单辞从小是个会察言观色的孩子,他懂招人喜欢的孩子才有糖吃,懂得这个技巧的契机很老套——是家长们最喜欢演绎的孔融让梨。
当时在他外婆家,大人们问他和他表哥,想要大苹果还是小苹果?
那时的单辞很诚实,他说,我想要大的。
表哥转了转眼珠,乖巧地说,那我要小的,我让着弟弟。
之后大人们把大苹果给了“懂事”的表哥,单辞看着手里的小苹果,懂了要怎么说话。从此只要别
人问他这样的问题,他都会微笑着说,我要小的。
单辞和余言第一次见面的时候,也是这个场景。

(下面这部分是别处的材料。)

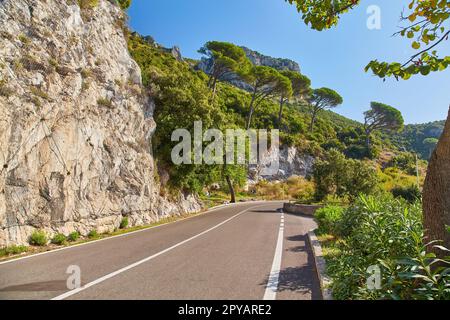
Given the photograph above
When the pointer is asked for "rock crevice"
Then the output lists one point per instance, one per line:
(75, 124)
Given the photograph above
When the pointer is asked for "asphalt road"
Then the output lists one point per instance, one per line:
(248, 251)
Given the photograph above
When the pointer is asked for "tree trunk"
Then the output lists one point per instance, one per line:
(231, 187)
(313, 121)
(436, 192)
(368, 141)
(214, 87)
(250, 115)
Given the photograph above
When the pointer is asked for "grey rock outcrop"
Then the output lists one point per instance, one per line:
(256, 59)
(75, 124)
(281, 64)
(291, 163)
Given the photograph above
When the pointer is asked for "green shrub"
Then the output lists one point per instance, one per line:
(388, 233)
(59, 239)
(329, 218)
(124, 4)
(38, 238)
(93, 234)
(337, 175)
(74, 236)
(124, 223)
(104, 102)
(410, 194)
(12, 250)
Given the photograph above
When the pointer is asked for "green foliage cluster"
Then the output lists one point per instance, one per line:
(93, 234)
(329, 218)
(184, 95)
(410, 193)
(295, 188)
(124, 223)
(59, 239)
(337, 175)
(387, 233)
(74, 236)
(419, 138)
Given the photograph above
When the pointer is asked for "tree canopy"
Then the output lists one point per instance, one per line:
(382, 117)
(321, 99)
(266, 82)
(226, 58)
(301, 84)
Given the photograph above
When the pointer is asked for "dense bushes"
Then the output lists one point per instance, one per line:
(337, 175)
(38, 238)
(386, 233)
(409, 193)
(295, 188)
(329, 218)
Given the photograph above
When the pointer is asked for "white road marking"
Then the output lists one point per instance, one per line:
(131, 266)
(272, 283)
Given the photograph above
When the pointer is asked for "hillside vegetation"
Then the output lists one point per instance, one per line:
(182, 96)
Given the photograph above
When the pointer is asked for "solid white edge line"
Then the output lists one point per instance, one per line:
(272, 283)
(131, 266)
(124, 234)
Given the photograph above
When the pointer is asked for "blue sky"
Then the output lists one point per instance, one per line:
(334, 58)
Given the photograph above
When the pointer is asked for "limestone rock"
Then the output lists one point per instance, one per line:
(75, 124)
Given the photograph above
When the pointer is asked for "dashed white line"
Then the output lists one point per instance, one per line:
(131, 266)
(272, 284)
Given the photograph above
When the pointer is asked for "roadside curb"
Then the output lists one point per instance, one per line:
(320, 263)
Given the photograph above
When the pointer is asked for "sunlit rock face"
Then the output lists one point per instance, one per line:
(75, 124)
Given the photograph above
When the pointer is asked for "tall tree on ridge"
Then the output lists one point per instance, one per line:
(381, 117)
(266, 82)
(226, 58)
(300, 85)
(321, 99)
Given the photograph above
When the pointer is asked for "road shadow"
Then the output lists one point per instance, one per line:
(58, 285)
(301, 280)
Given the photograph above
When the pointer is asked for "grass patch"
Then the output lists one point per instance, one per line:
(74, 236)
(93, 234)
(59, 239)
(13, 250)
(124, 223)
(38, 238)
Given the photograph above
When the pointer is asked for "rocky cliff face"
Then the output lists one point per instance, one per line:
(75, 124)
(291, 163)
(258, 60)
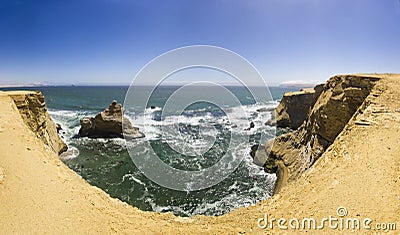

单辞故技重施,说我让着弟弟,我要小的。
余言说,要大的。
之后依然是那个结果,单辞美滋滋地啃着大苹果,余言看着自己手里的小的,一脸懵懂。
但是下一次,余言还是会坚定认真的说,要大的。
那是单辞第一次见到这一类人,一根筋,在人情世故方面臭硬地像块茅坑里的石头。他曾不止一次想把余言带坏,带成和他一样的人,带成一个费尽心机讨人喜欢的小孩。
但不管多少次,余言还是会说,我要大的那个苹果。
他开始不自觉被他吸引,他看着那个又臭又硬的小朋友,慢慢成长,长成一个又臭又硬的大人。他发现自己想错了,余言不是什么臭石头,他是一根笔直挺拔的竹。
那么愚直,那么顽固。
又那么真诚可爱,那么宁折不弯。
单辞在余言的嘴唇上落下一个轻轻的吻,抱住他甜甜地睡了。他想,余言确实不懂说话的艺术,但他活得真的很艺术。